Halkın ve emek örgütlerinin bütün karşı çıkışlarına rağmen, Sosyal Sigortalar ve Genel Sağlık Sigortası Yasası tasarısının TBMM Genel Kurulu’nda görüşülmesine devam ediliyor ve emekçiler sokaklarda, alanlarda seslerini duyurmaya çabalarken, yasanın maddeleri mecliste birer birer oylanıp, kabul ediliyor.
AKP iktidarı, bu yasayı eleştirenleri bizzat başbakanın ağzından yalancılıkla itham ederken; gerçekleri çarpıtarak, bu yasanın halkın yararına olduğunu üstelik yüzleri kızarmadan dile getirirken; bir yandan da kendilerini bu yasanın yol açacağı yıkımdan korumak için, akla ve vicdana sığmayan kurnazlıklar sergilemekte.

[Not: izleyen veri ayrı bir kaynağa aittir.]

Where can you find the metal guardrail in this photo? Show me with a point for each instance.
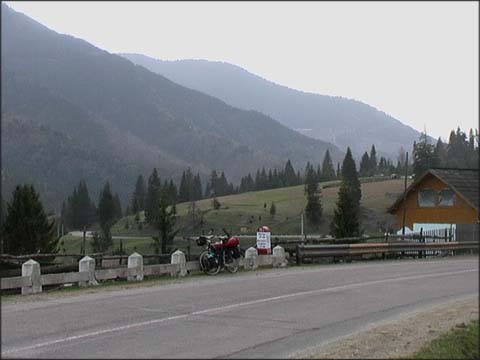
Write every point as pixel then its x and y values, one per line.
pixel 347 250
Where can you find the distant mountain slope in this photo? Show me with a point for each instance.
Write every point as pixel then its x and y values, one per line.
pixel 338 120
pixel 123 117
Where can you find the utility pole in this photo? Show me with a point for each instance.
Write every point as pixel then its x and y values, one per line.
pixel 301 225
pixel 84 238
pixel 405 197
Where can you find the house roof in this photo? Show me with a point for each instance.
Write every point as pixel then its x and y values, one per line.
pixel 463 181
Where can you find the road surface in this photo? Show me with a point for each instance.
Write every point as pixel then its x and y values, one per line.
pixel 267 314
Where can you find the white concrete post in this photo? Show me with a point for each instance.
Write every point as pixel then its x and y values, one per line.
pixel 250 262
pixel 135 261
pixel 178 257
pixel 278 255
pixel 87 264
pixel 32 268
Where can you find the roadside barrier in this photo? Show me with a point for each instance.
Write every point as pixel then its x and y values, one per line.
pixel 398 249
pixel 32 280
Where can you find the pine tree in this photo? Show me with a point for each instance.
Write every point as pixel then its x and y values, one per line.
pixel 153 195
pixel 216 204
pixel 328 172
pixel 212 185
pixel 165 224
pixel 106 217
pixel 373 161
pixel 26 228
pixel 423 156
pixel 183 193
pixel 273 209
pixel 346 215
pixel 118 207
pixel 197 187
pixel 290 175
pixel 313 209
pixel 350 176
pixel 138 196
pixel 365 165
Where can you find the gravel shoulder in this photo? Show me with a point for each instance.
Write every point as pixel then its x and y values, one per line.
pixel 400 337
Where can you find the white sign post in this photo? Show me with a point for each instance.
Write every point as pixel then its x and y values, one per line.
pixel 263 242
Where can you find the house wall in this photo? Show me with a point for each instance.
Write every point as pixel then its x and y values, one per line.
pixel 460 213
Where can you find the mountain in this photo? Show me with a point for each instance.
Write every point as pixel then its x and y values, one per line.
pixel 343 122
pixel 72 111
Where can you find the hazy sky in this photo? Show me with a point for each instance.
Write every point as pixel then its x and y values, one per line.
pixel 416 61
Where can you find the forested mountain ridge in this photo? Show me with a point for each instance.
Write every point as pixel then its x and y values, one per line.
pixel 122 117
pixel 341 121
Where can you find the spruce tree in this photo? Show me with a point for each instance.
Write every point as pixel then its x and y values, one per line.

Bilindiği üzere yasanın TBMM’de görüşülmesi sürecinde verilen bir önerge ile, milletvekilleri ve dışardan atanan bakanlar ile yakınlarının bu yasa kapsamından çıkarılması, bu yasa ile halka reva görülen tedavi, ilaç ve protezlerde katkı payı alınması, yüksek prim ödeme koşulu gibi yükümlülüklerden muaf tutulmaları sağlandı. AKP iktidarı, yediden yetmişe bütün ülke halkını, IMF direktifleri doğrultusunda sağlık ve sosyal güvenlik alanında bir yıkıma sürüklerken, kendisini kollayıp korumayı unutmadı.
Bizzat Başbakan Tayyip Erdoğan tarafından, her nedense yalnızca iktidar güçleri arasındaki çatışmalarda aleyhine bir durum doğduğunda ancak aklına gelen ve partisi hakkında açılan kapatma davası nedeniyle son günlerde de sıkça dile getirdiği “Egemenlik kayıtsız şartsız milletindir” ifadesinin, bir başka takiye malzemesi olduğu da böylelikle ortaya çıktı. Çünkü GSS yasasının bütünü ve özellikle son yapılan bu düzenleme, her koşulda halkın çıkarlarını savunan, halkın gerçek anlamda söz, yetki, karar hakkını temel alan demokratik bir sistemin değil; açıkça bir “saltanat rejiminin” karanlık yüzüdür.
Belli ki “egemenlik” de, sağlık ve sosyal güvenlik alanında her türlü hak ve olanak da, yalnızca AKP saltanatınındır. Millete düşen ise, piyasalaştırılmış sağlık hizmetleri nedeniyle hastane kapılarında ölmek ve artık ancak mezarda emekli olabilmektir.
Bu gün Halkevciler olarak TBMM kapısında, işte bu kurnazca oyunun farkında olduğumuzu ve kendilerini kayırken, halka bir sosyal yıkımı reva görenleri unutmayacağımızı, bir kez daha ilan etmek amacıyla toplandık.
Önerimiz o dur ki, GSS yasası yalnızca AKP iktidarını ve milletvekillerini kapsamalı; ülke halkına ise her koşulda eşit, parasız, nitelikli bir sağlık hizmeti ve sosyal güvenlik hakkı tanınmalıdır. Böylelikle, bu yasayı canla başla savunanların, her nasılsa bizzat kendilerini bu yasanın kapsamı dışına almasının yol açtığı akla ve vidana aykırılık da, belki bir nebze olsun giderilebilir.
Halka sırtını dönerek IMF’ye uşaklık yapmayı tercih edenler, öncelikle kendileri için efendilerinin sözüne sadık kalmalıdır. Geldikleri noktada nafile bir çaba olarak görülse de, AKP iktidarını yine de onurlu, erdemli, ahlaklı ve vicdanlı davranmaya davet etmek, halkımıza ve ülkemize duyduğumuz sevginin ve bağlılığın bir gereğidir.